On Thu, Jun 12, 2008 at 3:19 AM, Zefram <[EMAIL PROTECTED]> wrote:
> Nick Vanderweit wrote:
>>So should I just write up a proto-proposal for an ordinary linear
>>numerical system of currency with the proposed ideas (transfer tax,
>>etc)?
>
> We already have currencies.  We don't need a new one, and they're easy
> to create if we do find a need for one.  What you need to do is find
> a fungible, mostly-conserved, scarce quantity that can be represented
> by a currency.  Since we don't deal in physical goods, scarce resource
> types are thin on the ground.  Voting clout is the only fungible scarce
> resource that we've positively identified so far; notes (and VCs before
> them) are essentially a derivative of that.  Work on administration or
> legislation is not fungible, so there's little scope for currency there.
>
> If you want to mix logarithms with currency, the way to go is exponential
> pricing.  We've experimented before with arrangements where N extra votes
> on a proposal cost 2^N currency units.  The currency itself is still
> linear, of course.  There's room for quite a lot of nonlinearity in how
> currencies influence voting clout, because the latter isn't properly
> additive: clout is relative, and one gains a greater share of it only
> at the expense of someone else's share.
>
> I ranted quite a bit about intra-nomic economics back in early 2007.
> Check the archives.
>
> -zefram
>

Well, I do see some merits to creating a new fungible currency. It
could be used as a game winning condition, for one, but that's not the
most important one. By giving the currency out to public works and
officers who do their reports on time, it gives incentive. In
addition, since they could be traded freely, players may pay each
other the currency in exchange for favors, like writing up sections of
proposals or deputizing for them. I'm not saying it would necessarily
take off, but if it did, I believe it would be a good addition.
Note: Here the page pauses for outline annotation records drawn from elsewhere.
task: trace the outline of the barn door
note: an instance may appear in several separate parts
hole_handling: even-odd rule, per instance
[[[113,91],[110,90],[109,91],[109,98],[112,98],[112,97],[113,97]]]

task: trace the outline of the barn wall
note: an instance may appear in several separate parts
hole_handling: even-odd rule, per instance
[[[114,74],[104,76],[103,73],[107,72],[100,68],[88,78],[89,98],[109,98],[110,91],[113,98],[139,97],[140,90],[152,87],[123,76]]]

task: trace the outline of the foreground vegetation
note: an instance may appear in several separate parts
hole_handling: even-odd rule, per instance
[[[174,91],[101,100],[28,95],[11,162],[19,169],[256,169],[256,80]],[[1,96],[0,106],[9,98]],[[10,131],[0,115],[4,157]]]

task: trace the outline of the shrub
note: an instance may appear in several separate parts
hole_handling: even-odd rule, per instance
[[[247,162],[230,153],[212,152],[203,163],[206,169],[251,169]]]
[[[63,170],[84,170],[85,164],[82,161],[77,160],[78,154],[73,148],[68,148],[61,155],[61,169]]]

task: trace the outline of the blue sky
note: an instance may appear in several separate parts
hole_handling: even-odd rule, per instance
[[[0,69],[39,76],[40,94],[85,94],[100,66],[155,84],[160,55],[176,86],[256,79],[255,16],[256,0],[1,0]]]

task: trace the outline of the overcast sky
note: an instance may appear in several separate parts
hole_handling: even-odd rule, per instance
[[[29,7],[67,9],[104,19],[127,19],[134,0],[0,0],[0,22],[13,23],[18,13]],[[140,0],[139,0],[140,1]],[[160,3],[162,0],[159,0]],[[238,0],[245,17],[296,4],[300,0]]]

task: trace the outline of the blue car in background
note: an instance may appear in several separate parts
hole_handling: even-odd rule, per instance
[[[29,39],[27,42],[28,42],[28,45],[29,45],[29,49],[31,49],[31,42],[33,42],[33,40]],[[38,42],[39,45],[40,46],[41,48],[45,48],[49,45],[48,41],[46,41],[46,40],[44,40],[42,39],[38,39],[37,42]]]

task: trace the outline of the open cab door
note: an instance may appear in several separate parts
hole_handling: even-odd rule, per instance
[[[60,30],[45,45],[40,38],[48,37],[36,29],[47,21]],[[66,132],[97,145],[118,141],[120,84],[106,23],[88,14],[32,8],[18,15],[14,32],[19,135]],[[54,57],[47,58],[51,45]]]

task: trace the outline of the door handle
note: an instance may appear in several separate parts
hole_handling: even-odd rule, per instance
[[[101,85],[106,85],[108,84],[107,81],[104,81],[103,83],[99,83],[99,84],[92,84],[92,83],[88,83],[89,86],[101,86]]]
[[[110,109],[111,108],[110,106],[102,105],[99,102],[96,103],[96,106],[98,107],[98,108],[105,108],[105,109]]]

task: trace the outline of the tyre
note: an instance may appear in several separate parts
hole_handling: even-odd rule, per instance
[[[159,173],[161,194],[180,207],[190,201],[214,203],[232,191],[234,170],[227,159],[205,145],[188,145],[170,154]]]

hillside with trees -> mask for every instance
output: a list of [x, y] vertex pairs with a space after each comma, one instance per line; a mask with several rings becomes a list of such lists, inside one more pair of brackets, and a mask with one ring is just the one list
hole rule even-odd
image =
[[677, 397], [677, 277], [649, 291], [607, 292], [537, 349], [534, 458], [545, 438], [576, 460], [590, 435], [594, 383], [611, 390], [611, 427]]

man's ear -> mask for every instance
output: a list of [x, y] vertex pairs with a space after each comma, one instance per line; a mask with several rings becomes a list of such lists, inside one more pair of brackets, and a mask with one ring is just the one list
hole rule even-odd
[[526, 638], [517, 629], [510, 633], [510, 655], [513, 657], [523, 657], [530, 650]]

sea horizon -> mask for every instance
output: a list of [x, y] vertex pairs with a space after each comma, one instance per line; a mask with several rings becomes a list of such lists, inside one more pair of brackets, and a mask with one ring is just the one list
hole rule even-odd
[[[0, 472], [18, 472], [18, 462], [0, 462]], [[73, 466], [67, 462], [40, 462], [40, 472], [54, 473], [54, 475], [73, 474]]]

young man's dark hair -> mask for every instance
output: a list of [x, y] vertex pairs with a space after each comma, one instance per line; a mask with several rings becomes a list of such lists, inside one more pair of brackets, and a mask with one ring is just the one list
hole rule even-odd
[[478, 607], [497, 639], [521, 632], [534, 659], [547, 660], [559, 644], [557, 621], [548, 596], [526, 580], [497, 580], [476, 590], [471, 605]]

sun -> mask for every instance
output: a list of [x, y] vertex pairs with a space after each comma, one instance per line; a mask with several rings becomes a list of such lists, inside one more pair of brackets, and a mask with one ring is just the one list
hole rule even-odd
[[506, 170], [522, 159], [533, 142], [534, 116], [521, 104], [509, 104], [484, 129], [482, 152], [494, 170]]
Also, I thought of a compromise between the banking and transfer tax
thing in an idea sort of like T-bonds. Depending on how much you
invest in the Treasury, you get some amount of the Treasury's holdings
every week. So, if every week, 50% of the Treasury's holdings go to
public works and salaries, then 25% may go to investors. Similar to
the banking idea, the investors get, proportionally to what they have
invested, a certain salary as well. Perhaps it would work.